Obama ganó en 2008 con el 67 por ciento del apoyo latino, pero ahora algunas encuestas reflejan el descontento de esta comunidad, especialmente por la falta de una reforma migratoria.

Durante una rueda de prensa, la presidenta de NCLR, Janet Murguía, manifestó que el discurso, sin acciones "específicas", fue insuficiente para apaciguar a los hispanos.

Obama "se quedó corto". "Nuestra comunidad está desilusionada con los resultados que ha visto", dijo Murguía al referirse a las deportaciones.

"Nos es difícil escuchar que su Administración está preocupada... cuando es la principal fuente de ese dolor", de la separación familiar, enfatizó Murguía, al advertir de que el veredicto final lo darán en las urnas en 2012.

Agregó que una encuesta interna de NCLR demostró que la inmigración es, por primera vez, el asunto más acuciante de los hispanos, por encima de la economía y los empleos y la educación, en ese orden.

Aunque el apoyo latino a la gestión de Obama sigue rondando en torno al 50 por ciento, el Partido Republicano busca aprovechar la frustración de los hispanos, que conforman el 8 por ciento del electorado.

"El presidente Obama lo tendrá difícil para tratar de convencer a los votantes hispanos de que ha demostrado liderazgo en los asuntos que más les preocupan", dijo en un comunicado Victoria Martínez, portavoz del Comité Nacional Republicano (RNC, en inglés).

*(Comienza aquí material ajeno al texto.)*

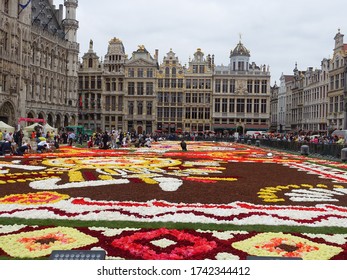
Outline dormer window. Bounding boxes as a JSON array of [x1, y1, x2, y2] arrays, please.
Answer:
[[88, 58, 93, 68]]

Martínez consideró que ningún discurso o conferencia podrá "distraer" a los latinos de la realidad que afrontan: una tasa de desempleo del 11,6 por ciento, y el incumplimiento de sus promesas electorales de 2008.

El presidente del Comité Judicial de la Cámara de Representantes, el republicano Lamar Smith, dijo en un comunicado que es "increíble" que Obama siga insistiendo en una "amnistía", cuando el país se ahoga en "una deuda de 14,5 billones de dólares" a la que, según él, han contribuido los indocumentados.

Según Murguía, el NCLR invitó a los cuatro precandidatos presidenciales republicanos, y ninguno aceptó participar en el encuentro.

La conferencia anual de NCLR, que se inició el sábado y concluye mañana, ha atraído este año a cerca de 25.000 personas, y cuenta con una variedad de talleres dirigidos a la familia hispana.